Challenge: Decolonised Hawaii

Thande

Donor
OTL of course Hawaii became a US territory and then later was directly incorporated as a state. But what different forces could have led to it being decolonised after WW2 a la the Philippines? Kept on as a close US ally, of course, probably on a short lead, but...

(I always wondered if this might be the end result of those timelines with Japan briefly occupying the islands during the war).

Granted you've got a much greater non-native population to consider but...
 
OTL of course Hawaii became a US territory and then later was directly incorporated as a state. But what different forces could have led to it being decolonised after WW2 a la the Philippines? Kept on as a close US ally, of course, probably on a short lead, but...

(I always wondered if this might be the end result of those timelines with Japan briefly occupying the islands during the war).

Granted you've got a much greater non-native population to consider but...

Your thinking of an POD of WWII or shortly after?

Maybe some odd ball group decides to move to Hawaii? Like polygamist mormons? Or the Amish?

And either resists themselves statehood or developes into a power group that would make the state of Hawaii embarassing to the US.
 
Almost ASB. Hawaii (and Alaska) were Organized, Incorporated, Territories.

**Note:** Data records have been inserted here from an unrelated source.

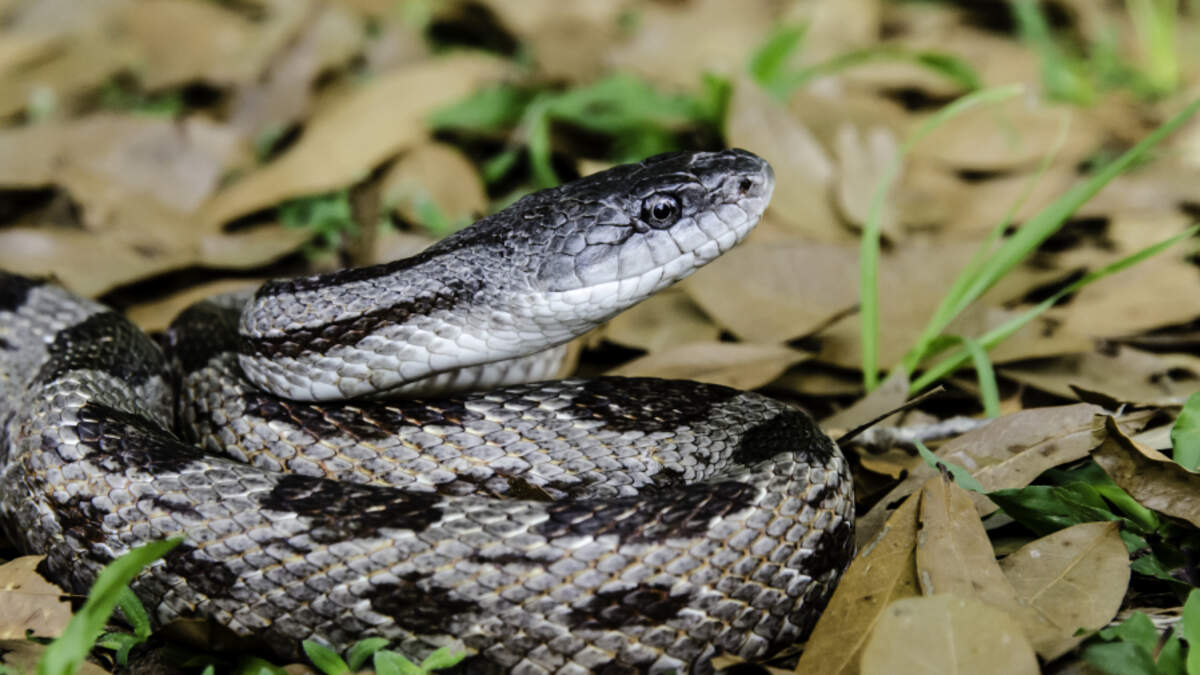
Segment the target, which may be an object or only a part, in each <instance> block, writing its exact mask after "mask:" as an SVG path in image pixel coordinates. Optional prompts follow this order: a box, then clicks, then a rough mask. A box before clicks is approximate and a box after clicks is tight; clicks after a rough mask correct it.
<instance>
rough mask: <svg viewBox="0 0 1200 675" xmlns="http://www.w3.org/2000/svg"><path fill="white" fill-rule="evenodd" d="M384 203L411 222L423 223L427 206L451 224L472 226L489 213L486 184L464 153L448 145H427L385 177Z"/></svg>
mask: <svg viewBox="0 0 1200 675" xmlns="http://www.w3.org/2000/svg"><path fill="white" fill-rule="evenodd" d="M379 190H380V193H382V196H383V203H384V204H385V205H389V207H391V208H394V209H395V210H396V211H398V213H400V215H401V217H403V219H404V220H407V221H408V222H422V221H424V220H425V219H424V217H422V215H421V209H422V208H426V204H432V205H434V207H437V209H438V211H439V213H440V214H442V215H443V216H445V217H446V220H449V221H450V222H451V223H469V222H472V221H474V220H475V219H478V217H479V216H481V215H482V214H484V213H485V211H487V192H486V191H485V189H484V180H482V179H481V178H480V177H479V172H478V171H475V166H474V165H472V163H470V160H468V159H467V157H466V156H463V154H462V153H461V151H458V150H457V149H455V148H454V147H451V145H446V144H445V143H433V142H430V143H424V144H421V145H418V147H416V148H414V149H413V150H410V151H408V153H406V154H404V156H402V157H401V159H400V160H397V161H396V163H395V165H394V166H392V167H391V169H389V171H388V173H386V174H384V178H383V180H382V183H380V186H379Z"/></svg>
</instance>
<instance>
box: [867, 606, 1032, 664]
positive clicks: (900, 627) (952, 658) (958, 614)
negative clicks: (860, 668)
mask: <svg viewBox="0 0 1200 675" xmlns="http://www.w3.org/2000/svg"><path fill="white" fill-rule="evenodd" d="M862 673H863V675H928V674H930V673H971V674H973V675H990V674H992V673H995V674H996V675H1020V674H1025V673H1030V674H1036V673H1039V670H1038V659H1037V656H1034V653H1033V647H1032V646H1031V645H1030V640H1028V639H1027V638H1026V637H1025V634H1024V633H1022V632H1021V626H1020V625H1019V623H1018V622H1016V621H1015V620H1014V619H1013V617H1010V616H1008V615H1007V614H1004V613H1003V611H1001V610H998V609H996V608H994V607H990V605H988V604H985V603H983V602H980V601H978V599H974V598H960V597H958V596H946V595H943V596H934V597H924V598H906V599H901V601H896V602H895V603H892V605H890V607H888V609H887V611H884V613H883V616H882V619H880V622H878V625H876V627H875V631H872V632H871V638H870V640H869V641H868V643H866V647H865V649H864V650H863V668H862Z"/></svg>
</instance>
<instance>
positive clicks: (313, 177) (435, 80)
mask: <svg viewBox="0 0 1200 675" xmlns="http://www.w3.org/2000/svg"><path fill="white" fill-rule="evenodd" d="M509 73H511V67H510V65H509V64H506V62H504V61H502V60H499V59H497V58H493V56H485V55H482V54H474V53H455V54H451V55H448V56H444V58H438V59H433V60H430V61H422V62H419V64H414V65H412V66H408V67H403V68H397V70H396V71H394V72H391V73H386V74H383V76H380V77H378V78H377V79H373V80H371V82H368V83H366V84H364V85H361V86H360V88H356V89H353V90H350V91H349V92H348V94H347V95H346V96H343V97H342V98H341V100H340V101H338V102H337V103H336V104H332V106H330V107H329V109H325V110H323V112H320V113H319V114H317V115H314V117H313V118H312V119H311V120H310V123H308V125H307V127H306V130H305V133H304V136H301V137H300V139H299V141H298V142H296V143H295V145H293V147H292V149H289V150H288V151H287V153H284V154H283V156H281V157H280V159H278V160H276V161H274V162H271V163H269V165H266V166H264V167H263V168H262V169H259V171H257V172H254V173H251V174H248V175H246V177H245V178H242V179H241V180H239V181H236V183H234V184H233V185H230V186H229V187H227V189H224V190H222V191H221V192H218V193H217V195H216V196H215V197H214V198H212V199H211V201H210V202H209V204H208V205H206V209H205V215H204V222H206V223H209V226H210V227H212V226H220V225H222V223H224V222H227V221H229V220H233V219H235V217H238V216H240V215H245V214H247V213H251V211H256V210H259V209H263V208H266V207H270V205H272V204H277V203H280V202H282V201H284V199H287V198H290V197H299V196H302V195H313V193H319V192H326V191H330V190H335V189H338V187H343V186H346V185H348V184H350V183H354V181H355V180H358V179H360V178H361V177H362V175H365V174H366V173H367V172H368V171H371V169H372V168H373V167H376V166H378V165H379V163H380V162H383V161H384V160H386V159H388V157H390V156H392V155H395V154H396V153H400V151H402V150H404V149H406V148H409V147H412V145H414V144H416V143H419V142H421V141H424V139H425V138H427V137H428V130H427V129H426V126H425V118H426V117H427V115H428V114H430V113H432V112H433V110H436V109H438V108H440V107H442V106H445V104H449V103H451V102H455V101H457V100H460V98H462V97H464V96H467V95H468V94H470V92H473V91H475V90H476V89H479V88H480V86H482V85H484V84H486V83H490V82H496V80H498V79H500V78H503V77H505V76H506V74H509Z"/></svg>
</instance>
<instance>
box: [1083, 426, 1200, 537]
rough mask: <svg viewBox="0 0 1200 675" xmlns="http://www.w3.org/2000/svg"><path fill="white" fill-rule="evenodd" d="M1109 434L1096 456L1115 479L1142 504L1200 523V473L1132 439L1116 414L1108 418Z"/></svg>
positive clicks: (1155, 450)
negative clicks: (1115, 414) (1193, 470)
mask: <svg viewBox="0 0 1200 675" xmlns="http://www.w3.org/2000/svg"><path fill="white" fill-rule="evenodd" d="M1104 430H1105V431H1106V432H1108V437H1106V438H1105V440H1104V443H1102V444H1100V447H1098V448H1096V450H1093V452H1092V459H1093V460H1096V464H1098V465H1100V467H1102V468H1104V471H1105V473H1108V474H1109V477H1111V478H1112V482H1114V483H1116V484H1117V485H1120V486H1121V489H1123V490H1124V491H1126V492H1129V496H1130V497H1133V498H1134V500H1136V502H1138V503H1140V504H1141V506H1144V507H1146V508H1148V509H1153V510H1157V512H1159V513H1164V514H1166V515H1171V516H1175V518H1181V519H1183V520H1187V521H1188V522H1190V524H1192V525H1195V526H1196V527H1200V498H1196V495H1200V473H1195V472H1192V471H1188V470H1186V468H1183V467H1182V466H1180V465H1178V464H1175V462H1174V461H1171V460H1170V458H1168V456H1166V455H1164V454H1163V453H1159V452H1158V450H1154V449H1152V448H1147V447H1145V446H1141V444H1140V443H1135V442H1134V441H1132V440H1130V438H1129V437H1128V436H1126V434H1124V432H1123V431H1122V430H1121V428H1120V426H1117V423H1116V420H1115V419H1114V418H1112V417H1106V418H1105V419H1104Z"/></svg>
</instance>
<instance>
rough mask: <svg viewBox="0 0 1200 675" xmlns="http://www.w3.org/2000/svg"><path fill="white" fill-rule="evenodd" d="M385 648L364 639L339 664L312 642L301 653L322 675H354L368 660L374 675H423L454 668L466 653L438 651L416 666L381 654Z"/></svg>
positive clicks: (387, 644) (326, 651) (390, 651)
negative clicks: (312, 663) (450, 668)
mask: <svg viewBox="0 0 1200 675" xmlns="http://www.w3.org/2000/svg"><path fill="white" fill-rule="evenodd" d="M385 646H388V640H385V639H383V638H367V639H366V640H361V641H359V643H358V644H355V645H354V646H352V647H350V649H349V650H348V651H347V652H346V659H344V661H343V659H342V657H340V656H337V652H335V651H334V650H331V649H329V647H326V646H324V645H322V644H318V643H314V641H312V640H305V641H304V652H305V653H306V655H307V656H308V661H311V662H312V663H313V665H316V667H317V669H319V670H320V671H322V673H323V674H324V675H344V674H348V673H358V671H359V669H361V668H362V665H364V664H365V663H366V662H367V659H368V658H370V659H371V664H372V667H373V668H374V671H376V675H425V674H427V673H432V671H434V670H442V669H444V668H450V667H451V665H456V664H457V663H458V662H461V661H462V659H463V658H466V657H467V652H466V651H455V650H452V649H450V647H440V649H438V650H436V651H434V652H433V653H431V655H430V656H427V657H425V661H422V662H421V663H420V664H415V663H413V662H412V661H409V659H408V658H406V657H404V656H402V655H400V653H397V652H394V651H388V650H384V649H383V647H385Z"/></svg>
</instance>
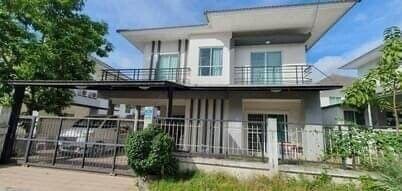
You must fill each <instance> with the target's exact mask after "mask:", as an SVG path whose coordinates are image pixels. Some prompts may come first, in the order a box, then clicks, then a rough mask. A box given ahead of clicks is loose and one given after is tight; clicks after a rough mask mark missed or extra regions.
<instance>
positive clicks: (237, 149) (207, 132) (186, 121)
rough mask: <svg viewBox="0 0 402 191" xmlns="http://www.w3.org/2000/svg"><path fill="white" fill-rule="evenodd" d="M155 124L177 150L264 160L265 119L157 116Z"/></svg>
mask: <svg viewBox="0 0 402 191" xmlns="http://www.w3.org/2000/svg"><path fill="white" fill-rule="evenodd" d="M155 126H156V127H158V128H162V129H163V130H164V131H165V132H166V133H167V134H169V135H170V136H171V137H172V138H173V140H174V141H175V143H176V150H177V151H179V152H186V153H191V154H192V155H200V156H205V157H219V158H238V159H253V160H259V161H267V156H266V154H265V153H266V152H267V130H266V128H267V124H266V122H261V121H231V120H208V119H182V118H158V119H156V120H155ZM244 135H246V136H244Z"/></svg>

This means that unlike The Philippines or American Samoa which were or are possessions of the United States, Alaska and Hawaii were, as territories, part of the incorporated national territory of the United States. Per the insular cases, US law makes a distinction between the incorporated territory of the US and unincorporated possessions.

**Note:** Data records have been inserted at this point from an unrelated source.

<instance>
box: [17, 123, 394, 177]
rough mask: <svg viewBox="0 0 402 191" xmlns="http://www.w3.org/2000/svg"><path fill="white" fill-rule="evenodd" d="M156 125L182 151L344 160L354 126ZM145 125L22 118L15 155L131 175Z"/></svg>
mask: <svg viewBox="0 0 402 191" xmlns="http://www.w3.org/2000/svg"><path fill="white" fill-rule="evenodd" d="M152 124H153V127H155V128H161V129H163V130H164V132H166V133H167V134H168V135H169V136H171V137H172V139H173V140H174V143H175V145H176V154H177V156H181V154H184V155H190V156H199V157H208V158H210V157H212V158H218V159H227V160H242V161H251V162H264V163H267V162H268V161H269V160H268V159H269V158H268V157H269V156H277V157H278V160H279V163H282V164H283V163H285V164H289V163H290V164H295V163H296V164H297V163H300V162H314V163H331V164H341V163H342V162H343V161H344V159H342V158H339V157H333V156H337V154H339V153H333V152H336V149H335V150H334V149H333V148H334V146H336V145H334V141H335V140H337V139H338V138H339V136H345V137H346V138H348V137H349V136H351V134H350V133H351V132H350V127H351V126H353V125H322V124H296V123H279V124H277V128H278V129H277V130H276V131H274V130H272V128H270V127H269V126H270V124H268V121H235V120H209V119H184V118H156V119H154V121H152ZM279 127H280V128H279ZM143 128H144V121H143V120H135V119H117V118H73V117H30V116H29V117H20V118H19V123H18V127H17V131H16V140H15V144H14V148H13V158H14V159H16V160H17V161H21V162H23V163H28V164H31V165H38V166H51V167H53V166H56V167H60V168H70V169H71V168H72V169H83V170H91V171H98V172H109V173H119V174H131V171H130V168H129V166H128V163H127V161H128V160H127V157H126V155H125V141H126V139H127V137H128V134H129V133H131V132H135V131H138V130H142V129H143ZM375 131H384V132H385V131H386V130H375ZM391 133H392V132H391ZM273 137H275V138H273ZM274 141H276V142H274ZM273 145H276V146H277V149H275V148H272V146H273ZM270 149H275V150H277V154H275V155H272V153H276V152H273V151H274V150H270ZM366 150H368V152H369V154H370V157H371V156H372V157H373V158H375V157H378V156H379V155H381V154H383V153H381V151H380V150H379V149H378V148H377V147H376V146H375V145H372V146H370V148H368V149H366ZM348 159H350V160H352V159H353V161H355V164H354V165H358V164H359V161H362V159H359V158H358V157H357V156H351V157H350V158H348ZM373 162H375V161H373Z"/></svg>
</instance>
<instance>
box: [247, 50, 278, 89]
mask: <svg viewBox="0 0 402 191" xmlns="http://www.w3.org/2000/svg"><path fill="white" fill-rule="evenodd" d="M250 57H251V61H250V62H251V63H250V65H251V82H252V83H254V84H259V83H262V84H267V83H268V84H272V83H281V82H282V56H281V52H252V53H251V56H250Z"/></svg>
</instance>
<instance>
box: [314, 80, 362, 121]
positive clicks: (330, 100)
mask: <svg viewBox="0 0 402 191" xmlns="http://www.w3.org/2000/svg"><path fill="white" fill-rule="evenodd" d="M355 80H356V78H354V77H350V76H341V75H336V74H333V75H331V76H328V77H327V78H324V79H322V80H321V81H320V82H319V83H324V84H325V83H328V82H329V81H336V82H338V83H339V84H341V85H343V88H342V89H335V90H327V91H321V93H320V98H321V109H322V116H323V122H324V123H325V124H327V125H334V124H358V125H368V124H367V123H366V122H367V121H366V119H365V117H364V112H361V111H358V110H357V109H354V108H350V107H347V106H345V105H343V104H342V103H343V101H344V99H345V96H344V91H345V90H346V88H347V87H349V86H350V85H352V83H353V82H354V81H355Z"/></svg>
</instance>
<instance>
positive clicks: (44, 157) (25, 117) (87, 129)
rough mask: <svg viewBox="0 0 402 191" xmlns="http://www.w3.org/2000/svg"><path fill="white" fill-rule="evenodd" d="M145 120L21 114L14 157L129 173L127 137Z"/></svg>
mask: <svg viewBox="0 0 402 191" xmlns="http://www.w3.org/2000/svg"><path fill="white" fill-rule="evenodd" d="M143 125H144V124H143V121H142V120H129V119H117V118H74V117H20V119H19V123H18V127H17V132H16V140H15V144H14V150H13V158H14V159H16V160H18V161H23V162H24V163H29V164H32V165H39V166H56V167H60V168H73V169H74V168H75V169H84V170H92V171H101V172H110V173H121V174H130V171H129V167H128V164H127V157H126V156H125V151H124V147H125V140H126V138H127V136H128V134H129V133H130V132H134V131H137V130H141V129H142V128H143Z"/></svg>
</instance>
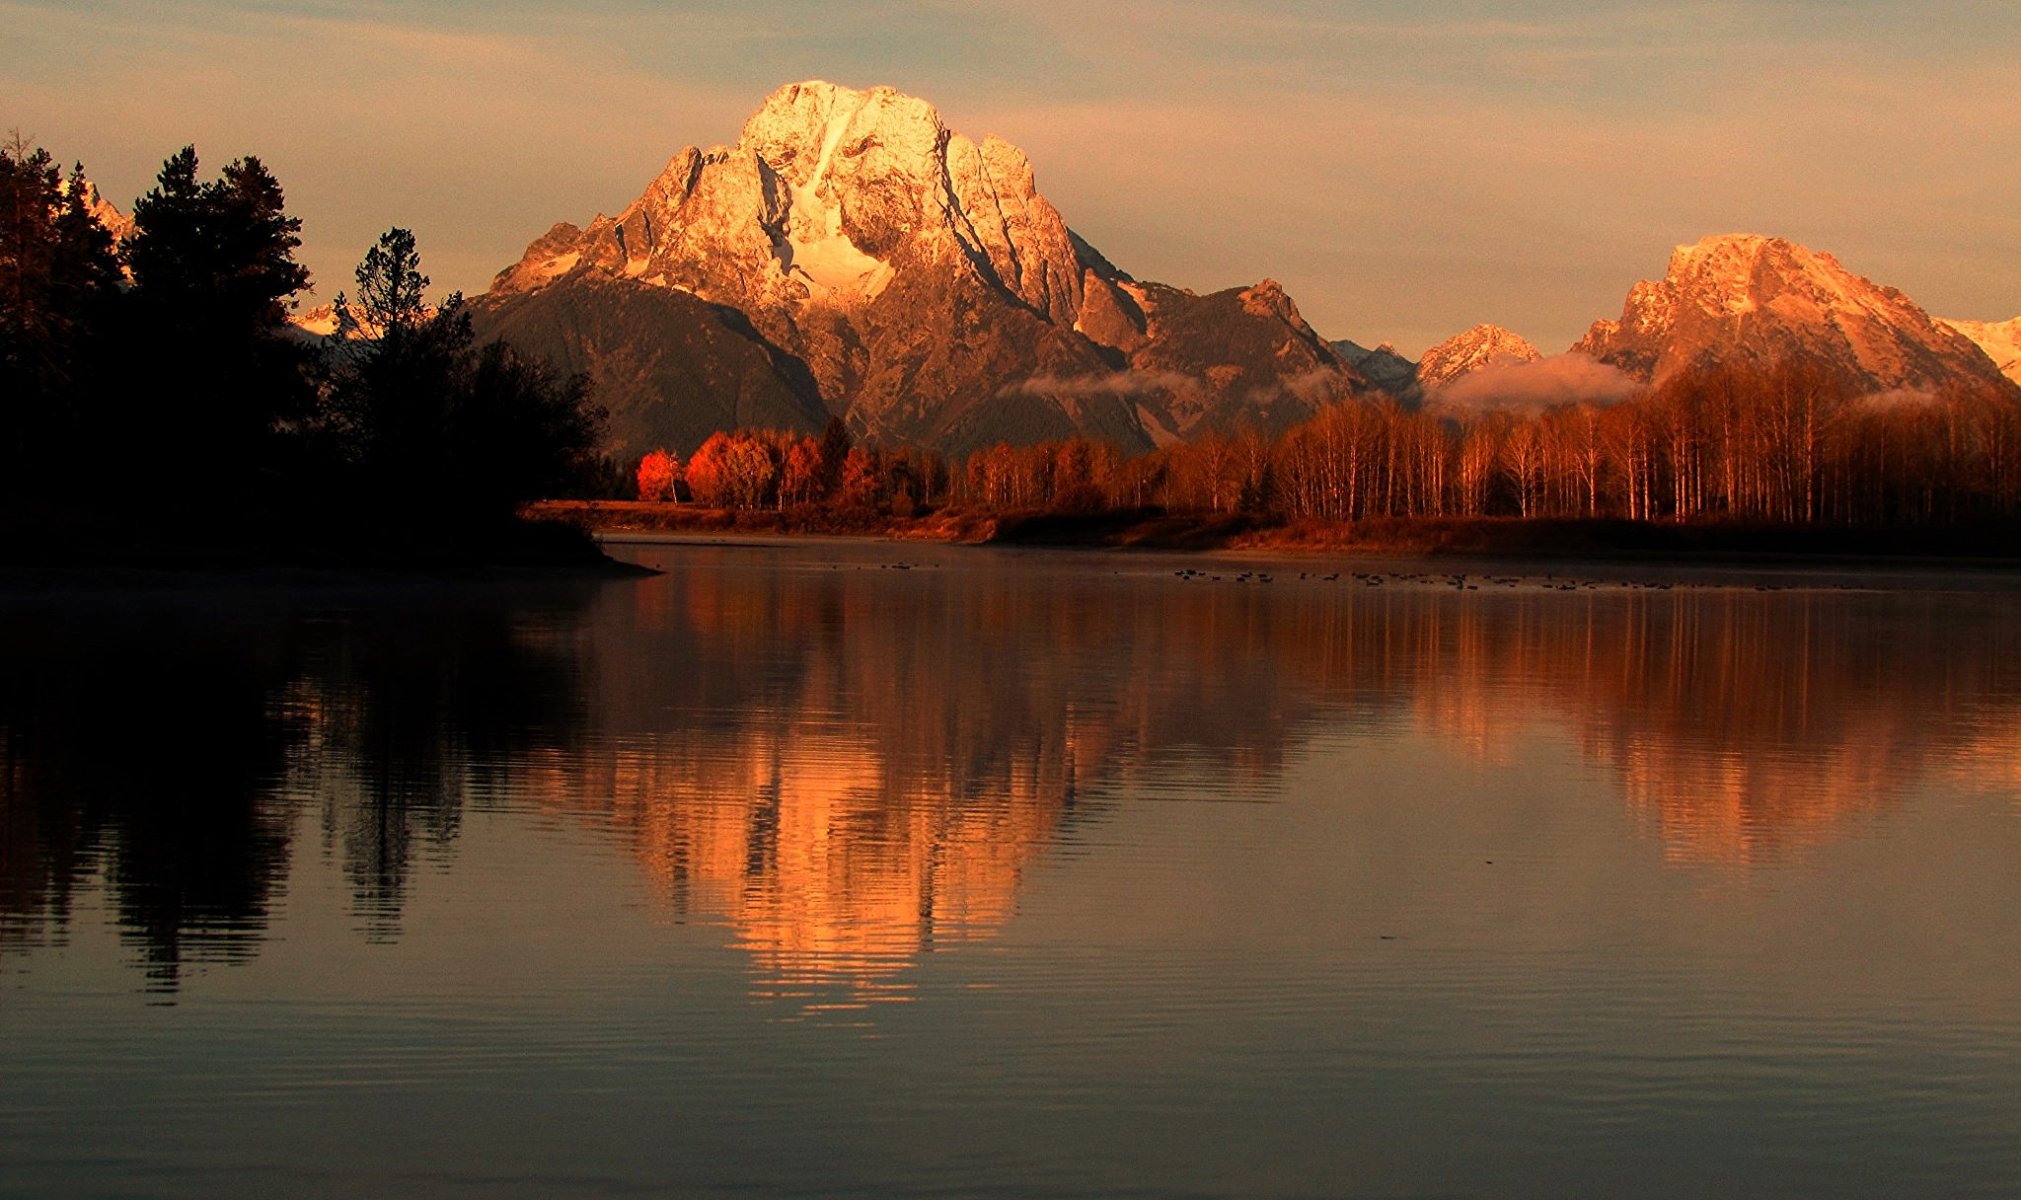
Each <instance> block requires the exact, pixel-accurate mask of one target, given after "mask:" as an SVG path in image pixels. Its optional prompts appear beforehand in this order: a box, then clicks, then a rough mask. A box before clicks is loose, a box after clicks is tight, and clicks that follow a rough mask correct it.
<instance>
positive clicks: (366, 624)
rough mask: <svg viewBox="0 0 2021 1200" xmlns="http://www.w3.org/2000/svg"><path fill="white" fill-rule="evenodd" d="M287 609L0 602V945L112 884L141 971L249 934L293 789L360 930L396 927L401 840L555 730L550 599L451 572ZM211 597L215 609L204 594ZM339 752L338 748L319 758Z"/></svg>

Legally Hawaii had the same status as Arizona, New Mexico, and other territories before statehood.

That status is different than the status of overseas posessions.
 
You might need a fairly early POD making it less valuable to the US or business interests. Land unsuitable for plantations, or not viable as a military base. Something to keep large numbers of white colonists away.

I don't claim to be a biology expert, but how about a plague in the 1940s that devastates the crops that plantation owners rely on? When the plantations go bust they leave. Native Hawaiians agree to keep the bases on the same terms Filipinos agreed to w/ Clark AFB.
 
American Samoa is a US Territory just like Puerto Rico and previously as was Hawaii. So decolonization is not entirely in the realm of ASB. The Philippines were a US Territory also and they were set free. The difference in all of these is that Hawaii had the largest white population that had direct connections to the US. The islands were an economic and military asset.

Technically under the UN Charter Hawaii would have qualifed for decolonization, since there isn't that much separating it from British or French possessions of the time. There was a particular UN Committee or designation for aboriginal peoples - who's title completely escapes me - which the US willingly withheld the Hawaiian recognition on.

Its pretty much like now where the Hawaiians really should not be considered or thought of as being 'Native Americans'. Also, at least as far as the Oligarchy dominating the islands hoped, the Hawaiians would simply continue to die out.

US expansion west of the Appalachians in never considered imperialism, but it was.
 
Technically under the UN Charter Hawaii would have qualifed for decolonization, since there isn't that much separating it from British or French possessions of the time. There was a particular UN Committee or designation for aboriginal peoples - who's title completely escapes me - which the US willingly withheld the Hawaiian recognition on.

There is the fact that Native Hawaiians became a minority and White Americans gained a plurality pretty early on. Without major shifts in population movements, decolonization would go pretty clearly against self-determination.

For that matter, nothing short of losing the West Coast is going to get the U.S. to let go of Pearl Harbor.